PARBOABOA, Pematangsiantar – Belakangan ini, Museum Simalungun yang terletak di Jalan Jenderal Sudirman Pematangsiantar tampak sepi oleh pengunjung.
Tercatat, museum tersebut terakhir kali dikunjungi pada Selasa (10/5), dan itu pun hanya satu orang saja. Hal itu dipantau langsung oleh tim Parboaboa, Selasa (17/5).
Ketua Pengurus Yayasan Museum Simalungun, Drs Djomen Purba mengatakan bahwa sejak resmi dikelola oleh Yayasan Museum Simalungun pada 7 Juni 1955, museum sangat ramai dikunjungi oleh wisatawan baik dalam negeri maupun luar negeri.
Namun, kata Djomen, pengunjung mulai berkurang sejak tahun 2000 akibat aksi terorisme di Bali. Sehingga, beberapa negara asing mengeluarkan Travel Warning kepada warganya agar tidak berkunjung ke Indonesia untuk sementara waktu.
“Dulunya ramai ini, apalagi di tahun 1970an. Bahkan, banyak pengunjung yang datang dari luar negeri. Tapi setelah adanya teror, berkuranglah dari Eropa,” ujar Djomen.
Tak hanya itu, Djomen juga mengungkapkan bahwa pandemi Covid 19 juga mempengaruhi berkurangnya jumlah pengunjung di Museum Simalungun, termasuk para siswa sekolah.
“Yang parahnya setelah dua tahun ini, Covid 19 kan? Anak anak sekolah pun berkunjung kan terbatas, jadi tidak ada tamu,” ucap Djomen.
Padahal, sebelum Covid 19, untuk meningkatkan jumlah pengunjung, dikatakan Djomen, pihak Yayasan sering melakukan kerjasama dengan Dinas Pendidikan (Disdik) dengan membuat surat edaran yang ditujukan kepada para kepala sekolah untuk membuat program kunjungan siswa ke Museum Simalungun untuk mengenal sejarah dan budaya Simalungun.
“Karena museum menjadi pusat studi, kajian budaya, menyelenggarakan pendidikan budaya dan sejarah, melakukan aktivitas dan kreatifitas untuk mengenal tokoh pahlawan sembari mendapatkan pendidikan budaya dan sejarah, jadi dianjurkan (bentuk kerjasama) oleh Dinas Pendidikan. Itulah cara kita untuk menarik pengunjung ke Museum, ” jelas Djomen.

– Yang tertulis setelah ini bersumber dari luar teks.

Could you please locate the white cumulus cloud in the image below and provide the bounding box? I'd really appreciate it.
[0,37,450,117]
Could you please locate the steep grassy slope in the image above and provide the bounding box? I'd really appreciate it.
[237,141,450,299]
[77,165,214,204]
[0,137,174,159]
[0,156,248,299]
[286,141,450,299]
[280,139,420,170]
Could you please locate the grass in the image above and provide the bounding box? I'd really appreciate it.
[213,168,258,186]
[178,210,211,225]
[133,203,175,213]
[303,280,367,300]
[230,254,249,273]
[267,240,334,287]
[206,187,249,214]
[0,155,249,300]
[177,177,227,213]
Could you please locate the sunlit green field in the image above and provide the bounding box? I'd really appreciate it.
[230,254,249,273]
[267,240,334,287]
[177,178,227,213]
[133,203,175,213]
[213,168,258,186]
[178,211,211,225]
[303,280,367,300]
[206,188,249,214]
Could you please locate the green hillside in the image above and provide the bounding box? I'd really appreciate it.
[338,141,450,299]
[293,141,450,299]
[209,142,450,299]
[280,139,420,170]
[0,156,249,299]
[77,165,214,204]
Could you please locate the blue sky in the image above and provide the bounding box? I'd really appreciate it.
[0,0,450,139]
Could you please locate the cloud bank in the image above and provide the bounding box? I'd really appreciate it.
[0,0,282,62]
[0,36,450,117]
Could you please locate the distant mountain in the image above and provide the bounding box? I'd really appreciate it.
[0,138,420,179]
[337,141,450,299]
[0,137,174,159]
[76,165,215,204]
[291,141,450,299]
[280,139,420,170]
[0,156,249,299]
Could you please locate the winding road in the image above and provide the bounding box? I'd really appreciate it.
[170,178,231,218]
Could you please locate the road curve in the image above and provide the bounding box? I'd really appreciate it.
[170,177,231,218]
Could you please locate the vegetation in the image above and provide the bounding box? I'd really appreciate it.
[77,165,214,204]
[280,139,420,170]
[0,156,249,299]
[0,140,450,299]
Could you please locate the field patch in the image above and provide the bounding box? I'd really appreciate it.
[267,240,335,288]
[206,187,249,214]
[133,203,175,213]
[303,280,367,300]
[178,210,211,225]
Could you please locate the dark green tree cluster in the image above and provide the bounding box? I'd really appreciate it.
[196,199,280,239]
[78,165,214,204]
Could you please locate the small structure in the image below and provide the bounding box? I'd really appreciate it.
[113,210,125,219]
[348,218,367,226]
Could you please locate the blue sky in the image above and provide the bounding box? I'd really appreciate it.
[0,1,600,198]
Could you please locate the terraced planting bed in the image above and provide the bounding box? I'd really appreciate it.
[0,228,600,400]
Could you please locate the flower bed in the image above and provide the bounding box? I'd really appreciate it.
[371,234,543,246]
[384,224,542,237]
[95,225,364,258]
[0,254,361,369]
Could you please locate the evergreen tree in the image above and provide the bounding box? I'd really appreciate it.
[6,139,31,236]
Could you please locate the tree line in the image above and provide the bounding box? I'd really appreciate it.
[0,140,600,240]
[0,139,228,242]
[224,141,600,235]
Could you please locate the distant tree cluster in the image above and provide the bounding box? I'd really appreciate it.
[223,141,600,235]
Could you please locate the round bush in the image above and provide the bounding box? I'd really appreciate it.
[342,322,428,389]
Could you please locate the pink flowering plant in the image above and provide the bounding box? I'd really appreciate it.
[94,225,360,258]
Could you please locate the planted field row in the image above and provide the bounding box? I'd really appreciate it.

Saat ditanyai tentang sistem pengelolaan, Djomen mengaku bahwa museum tersebut milik Pemerintah Daerah (Pemda) Simalungun yang pengelolaannya diserahkan kepada Yayasan.
Ia menyebutkan, seluruh biaya operasional seperti gaji karyawan dan biaya kebersihan ditanggung oleh Pemda Simalungun. Meski demikian, pihak yayasan juga menerima bantuan biaya dari Pemerintah Kota Pematangsiantar, namun hanya dua kali dalam setahun dan itu pun hanya untuk biaya rehabilitasi bangunan.
“Kalau dari Simalungun, mengenai operasionalnya. Gaji-gaji pegawai, kebersihan, jaga malam,” ungkap Djomen.
Terakhir, Djoman berharap agar pandemi Covid-19 segera berakhir agar pengunjung di Museum Simalungun bisa meningkat. Sehingga kebudayaan Simalungun bisa dikenal masyarakat luas.
“ya, cepatlah berakhir pandemi inikan, jadi pengunjung bisa datang lagi kemari. Agar budaya Simalungun bisa diketahui orang juga kan,” tutup Djomen.
Sebagai informasi, Museum Simalungun dibangun pada tanggal 10 April 1939 di Pematangsiantar oleh Raja-raja Simalungun. Tepat setahun setelah dibangun, Museum Simalungun kemudian diresmikan pada tanggal 30 April 1940.
Saat masuk ke dalam museum, pengunjung akan disuguhi dengan sejumlah patung batu yang disebut hulu balang alias penjaga pintu.
Untuk biayanya, pengunjung hanya dikenakan tarif sebesar Rp 5000 per orang. Museum ini dibuka mulai dari hari Senin hingga Sabtu mulai dari pukul 08.00-17.00 WIB.